Halo Episode 3
It all depends on Cortana. That was true for a large portion of the Halo games and it’s true for TV.
Unfortunately, her role, appearance, and relationship with Master Chief are significantly changed for the TV series in a slow third episode. While original voice actor Jen Taylor gives her all in challenging mo-cap scenes, the script and the production design mostly fail to cohere.
Halsey goes ahead with the Cortana program now that John-117 is back on Reach. While Chief doesn’t want a voice in his head, Cortana doesn’t give him much of a choice. Once inside Chief’s brain, his new AI partner quickly gains access to her abilities, which include putting Chief in “stasis” to test whether the mysterious artifact responds to his touch or his brain. Turns out it needs “John as John” to work. Seeing more of the vision triggered by the artifact prompts Chief to remove the “emotional regulator” all Spartans receive, which gives him a new perspective on what his life could be outside the military.
Yes, it’s a busy episode. Halsey’s manipulations continue as she prompts Cortana to help John break protocol specifically so that the Spartan is more likely to trust his onboard AI later.

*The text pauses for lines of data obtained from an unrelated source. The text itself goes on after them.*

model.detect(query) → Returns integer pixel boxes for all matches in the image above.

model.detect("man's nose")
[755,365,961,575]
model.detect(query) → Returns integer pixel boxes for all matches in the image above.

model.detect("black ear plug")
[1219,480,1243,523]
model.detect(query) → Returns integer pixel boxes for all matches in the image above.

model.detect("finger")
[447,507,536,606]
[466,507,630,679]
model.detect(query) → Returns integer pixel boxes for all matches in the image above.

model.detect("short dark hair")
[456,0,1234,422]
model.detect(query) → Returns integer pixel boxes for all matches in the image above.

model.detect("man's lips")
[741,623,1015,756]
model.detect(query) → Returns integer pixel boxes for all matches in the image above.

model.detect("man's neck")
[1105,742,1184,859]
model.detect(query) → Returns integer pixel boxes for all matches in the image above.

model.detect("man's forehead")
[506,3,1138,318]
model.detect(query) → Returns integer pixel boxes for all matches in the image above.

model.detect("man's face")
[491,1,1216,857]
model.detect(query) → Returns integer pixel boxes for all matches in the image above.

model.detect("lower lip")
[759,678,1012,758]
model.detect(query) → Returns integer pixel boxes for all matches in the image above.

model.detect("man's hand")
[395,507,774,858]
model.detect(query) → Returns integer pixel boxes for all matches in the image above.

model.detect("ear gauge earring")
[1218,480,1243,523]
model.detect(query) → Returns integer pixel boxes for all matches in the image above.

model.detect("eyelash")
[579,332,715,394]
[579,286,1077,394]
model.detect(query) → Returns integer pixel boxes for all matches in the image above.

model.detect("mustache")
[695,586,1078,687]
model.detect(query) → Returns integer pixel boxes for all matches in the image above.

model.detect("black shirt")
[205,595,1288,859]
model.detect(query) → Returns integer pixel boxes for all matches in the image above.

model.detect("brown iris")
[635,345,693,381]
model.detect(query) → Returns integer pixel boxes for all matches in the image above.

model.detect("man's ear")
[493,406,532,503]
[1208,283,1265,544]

Back at The Rubble, Kwan bribes a threatening Soren to rendezvous with the rebels on Madrigal. Makee is on her way there, too, after wiping out the crew of a UNSC battleship with the show’s first appearance of the alien Lekgolo (the snake-like species that can group together to form the Hunters from the games). Another encounter with the artifact (and some help from Cortana) sparks Chief’s memory of his childhood on a planet claled Eridanus II, the site of a terraforming project where his parents may or may not be alive. And (deep breath) Paragonsky is trying to recruit Miranda for her own secret plans.
On top of all that, the episode seems to want to remind us that Cortana is also the name of a Microsoft product. She’s literally a search engine, answering Chief’s questions about his home world in a way not too far from the natural language processing available at the higher end of the tech spectrum today. The process to create her, though, is all Apple-colored far-future horror.

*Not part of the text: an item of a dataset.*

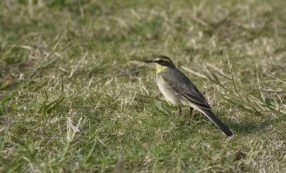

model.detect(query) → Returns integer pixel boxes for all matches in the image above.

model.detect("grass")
[0,0,286,172]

This episode features two striking gross-out scenes, one of a needle in the proto-Cortana clone’s eye and one of Chief slicing out his own implant with a pocket knife. Despite the effective grossness, the pristine scene of Cortana’s “creation” features the odd ambivalence that I had hoped would become the show’s hidden strength. Instead, the surgical processes are both over-dramatic, clearly made for an audience, and unclear. (Did they really have to physically lift the clone? Is she dead?) The tone can’t seem to fully decide whether this is horrific or glorious, a triumph of science or a human rights violation. Perhaps the show has something to say about the way the two are interwoven in the military industrial complex, but, then, perhaps not.
At other times, Cortana is more human. I enjoyed how chirpy she is, and Taylor confidently injects energy into sterile dialogue. But it is sterile. (“Would you like to meet her?” “Not particularly, no.”) There’s little drama in Chief’s rejection and then acceptance of Cortana’s help. The show’s Spartans are, in general, colder than the ones in the books and games. While they don’t have conventional lives, they are capable of kindness (see Jorge-052), shell-shock (see Chief himself), and fun (see the Ferrets). Writing intentionally formal dialogue that still lets glimmers of emotion in must be a difficult thing to do, and the show doesn’t make it work when it comes to Silver Team or Chief’s emotional arc in “Emergence.”
Theoretically, I can see why the show would find a human-sized Cortana with a relatively neutral skin tone more readable than the little, blue hologram from the games. It also gives Jen Taylor the chance to do more of the work herself. But whether it’s because this episode found itself in the middle of the Jen Taylor-Natascha McElhone actor swap or for some other reason, the relationships lack drama despite the high-concept science fiction.
Similarly, Makee’s parallel struggles to learn to be human lack specificity. Like the Spartans, she’s almost without affect, that classic mix of innocence and horror that tends to leave the actual character in the middle a blank slate. I am curious about where the show is going with the parallels between her and Master Chief as similarly unmoored humans, but suspect she’ll be more a symbol than a person for a while. (The laser sword implanted in her fingernail, supposed to be a capstone on the horror, struck me as very funny.)
Fortunately, Halsey is still a high point for the show. Her coldness often seems pointed and intentional, as when she talks to her surprisingly sharp-witted clone. But the many other opportunities for drama in the episode fall flat. Where is Chief’s conflict with Silver Team? Where is the mischievous camaraderie he and Cortana displayed in the games? Even visually, drama is lost: while Cortana being Barbie-doll naked in most of the games had its downsides, the visual language of small-and-vulnerable partnered up with big-and-armored was undeniably dramatic. Where’s the Halsey-Paragonsky conflict, which could have escalated just as Chief decides to look for his homeworld? What’s with Halsey’s assistant, whose attempt to kiss the clone could be either a last-minute effort to comfort a dying person or deeply creepy?